Opinion
December 7, 2000.
Appeal from a judgment of the County Court of Chemung County (Buckley, J.), rendered September 28, 1998, convicting defendant upon his plea of guilty of the crimes of unauthorized use of a motor vehicle in the third degree, grand larceny in the fourth degree and driving while intoxicated.
Pasquale La Pietra, Latham, for appellant.
John R. Trice, District Attorney (Adam M. Gee of counsel), Elmira, for respondent.

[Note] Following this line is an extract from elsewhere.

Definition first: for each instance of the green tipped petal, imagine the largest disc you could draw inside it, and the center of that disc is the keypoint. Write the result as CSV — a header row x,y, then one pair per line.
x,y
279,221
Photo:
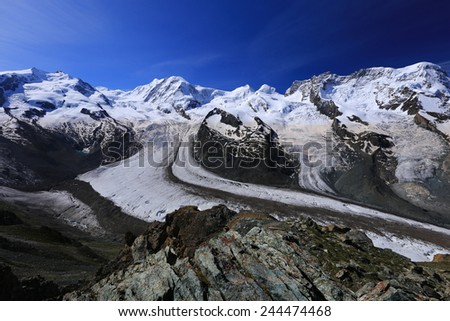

Before: Mercure, J.P., Crew III, Carpinello and Rose, JJ.
MEMORANDUM AND ORDER
In satisfaction of a six-count indictment, defendant pleaded guilty to the crimes of unauthorized use of a motor vehicle in the third degree, driving while intoxicated and grand larceny in the fourth degree. Defendant was sentenced as a second felony offender to concurrent terms of incarceration aggregating 2 to 4 years to be served as a parole supervision sentence at a drug treatment campus pursuant to CPL 410.91. Defendant appeals, contending that the sentence imposed was harsh and excessive given his poor impulse control due to alcoholism, youth and lack of guidance. Contrary to defendant's contention, we find no reason to disturb the agreed-upon sentence, especially in light of defendant's criminal history and the favorable nature of the plea agreement (see, People v. Moore, 270 A.D.2d 715, lv denied 95 N.Y.2d 800; People v. Shaw, 217 A.D.2d 714).
ORDERED that the judgment is affirmed.